In Phoenix, Friday marked the ninth day of protests following the deaths of George Floyd and Dion Johnson. Floyd's death, which took place in Minneapolis, Minnesota, was followed by protests across the country, as well as instances of violence and looting.
“We can’t do this alone. We’ve got to do this together," said Chief Williams. "If walking out in 106°F with y’all means we’re gonna work together, we’re gonna work together," said Chief Williams.
Chief Williams' participation in the march marked a seismic shift from a week ago, when similar protests led to clashes with police officers in front of the Phoenix Police Department headquarters. Instances of vandalism and looting in Phoenix and Scottsdale led to Governor Doug Ducey issuing a statewide, 8:00 p.m. to 5:00 a.m. curfew that is scheduled to expire on June 8.
Since the curfew was instituted, no arrests have been made in the Valley as a result of unrest.
"What happens is we’re gonna work together, look at policies, work together make change," said Chief Williams. "We’re gonna work together on the killings.

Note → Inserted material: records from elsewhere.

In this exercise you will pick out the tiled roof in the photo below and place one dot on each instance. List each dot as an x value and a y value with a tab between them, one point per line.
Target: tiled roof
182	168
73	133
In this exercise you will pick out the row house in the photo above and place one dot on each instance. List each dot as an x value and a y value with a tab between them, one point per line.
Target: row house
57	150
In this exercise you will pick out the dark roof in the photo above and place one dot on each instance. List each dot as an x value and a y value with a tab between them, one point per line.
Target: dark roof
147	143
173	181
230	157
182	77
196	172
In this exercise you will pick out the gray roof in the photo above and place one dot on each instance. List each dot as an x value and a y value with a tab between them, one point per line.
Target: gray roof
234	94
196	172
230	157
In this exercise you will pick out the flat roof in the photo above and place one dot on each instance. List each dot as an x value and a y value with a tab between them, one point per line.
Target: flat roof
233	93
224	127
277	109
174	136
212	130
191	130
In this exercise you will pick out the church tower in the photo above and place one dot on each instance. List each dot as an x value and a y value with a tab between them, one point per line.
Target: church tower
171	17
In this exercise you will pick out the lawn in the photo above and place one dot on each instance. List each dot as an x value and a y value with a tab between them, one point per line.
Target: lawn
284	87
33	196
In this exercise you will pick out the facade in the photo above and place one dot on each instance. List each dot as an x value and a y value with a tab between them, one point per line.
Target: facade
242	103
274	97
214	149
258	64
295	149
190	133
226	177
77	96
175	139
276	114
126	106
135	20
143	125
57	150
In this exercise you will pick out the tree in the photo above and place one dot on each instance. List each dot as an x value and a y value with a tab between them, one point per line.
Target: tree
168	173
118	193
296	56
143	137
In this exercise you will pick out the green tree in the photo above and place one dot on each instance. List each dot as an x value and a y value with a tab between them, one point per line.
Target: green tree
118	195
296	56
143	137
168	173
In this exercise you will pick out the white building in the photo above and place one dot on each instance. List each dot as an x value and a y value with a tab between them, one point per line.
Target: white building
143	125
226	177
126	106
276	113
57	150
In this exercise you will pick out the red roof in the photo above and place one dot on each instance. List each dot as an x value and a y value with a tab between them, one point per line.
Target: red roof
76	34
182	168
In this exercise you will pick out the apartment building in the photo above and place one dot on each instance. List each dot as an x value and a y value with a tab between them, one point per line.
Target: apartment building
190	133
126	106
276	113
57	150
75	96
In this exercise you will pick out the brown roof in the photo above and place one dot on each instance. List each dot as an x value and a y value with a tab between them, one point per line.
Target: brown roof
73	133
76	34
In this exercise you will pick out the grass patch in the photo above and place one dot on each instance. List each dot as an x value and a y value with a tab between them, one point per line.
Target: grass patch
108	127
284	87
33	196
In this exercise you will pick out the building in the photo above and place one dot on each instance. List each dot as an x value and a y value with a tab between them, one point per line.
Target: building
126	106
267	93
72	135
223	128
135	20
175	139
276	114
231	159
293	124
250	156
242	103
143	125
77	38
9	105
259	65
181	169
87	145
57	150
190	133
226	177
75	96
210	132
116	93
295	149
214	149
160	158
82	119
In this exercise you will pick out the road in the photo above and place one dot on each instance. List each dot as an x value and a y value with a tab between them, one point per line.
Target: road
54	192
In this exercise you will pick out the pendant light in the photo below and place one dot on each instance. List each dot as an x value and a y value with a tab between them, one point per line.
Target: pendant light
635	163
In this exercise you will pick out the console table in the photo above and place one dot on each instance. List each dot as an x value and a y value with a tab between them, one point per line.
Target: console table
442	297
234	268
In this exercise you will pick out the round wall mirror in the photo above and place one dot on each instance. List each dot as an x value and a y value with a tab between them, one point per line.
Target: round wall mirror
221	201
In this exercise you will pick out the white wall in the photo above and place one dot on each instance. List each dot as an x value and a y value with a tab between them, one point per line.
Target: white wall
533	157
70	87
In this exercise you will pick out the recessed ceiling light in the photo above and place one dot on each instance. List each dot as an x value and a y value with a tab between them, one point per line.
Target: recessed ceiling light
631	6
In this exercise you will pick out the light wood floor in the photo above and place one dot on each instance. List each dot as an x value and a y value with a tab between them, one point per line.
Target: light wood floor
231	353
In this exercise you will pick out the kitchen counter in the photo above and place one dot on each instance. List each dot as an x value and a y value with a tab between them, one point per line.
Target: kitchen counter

We’re going to work together, but I need you guys to give us some time."
People handing out water, essentials along march route
During the protests, plenty of helpers have been trying to make the day a bit more tolerable for those taking part.
"It’s the least we can do," said Marques Bayne.
Bayne and his family are just one of dozens posting up water stations. The stations are set up alongside the marches that have seen thousands of people flood Phoenix streets
"It’s to support the movement here," said Bayne. "It’s a peaceful protest. They’re demonstrating peacefully. They’re trying to bring equality for all, and we want to support those who are trying to support us and make the world a better place."
Mike Romero also brought his cooler. He says he’s used to going door to door for causes in the Arizona heat.
"I’m used to door-knocking, and it’s a pain but it’s worth it," said Romero. "The heat - we can stand up against the heat when we fight for what’s right."
Others were handing out snacks, sunscreen, and hand sanitizer. There was also a trash pick-up and recycling effort.
"Just want to support the community," said Romero. "It’s an issue that’s been going on for too long, hundreds and hundreds of times. The black community has supported the Hispanic community plenty of times, and we all just need to come together."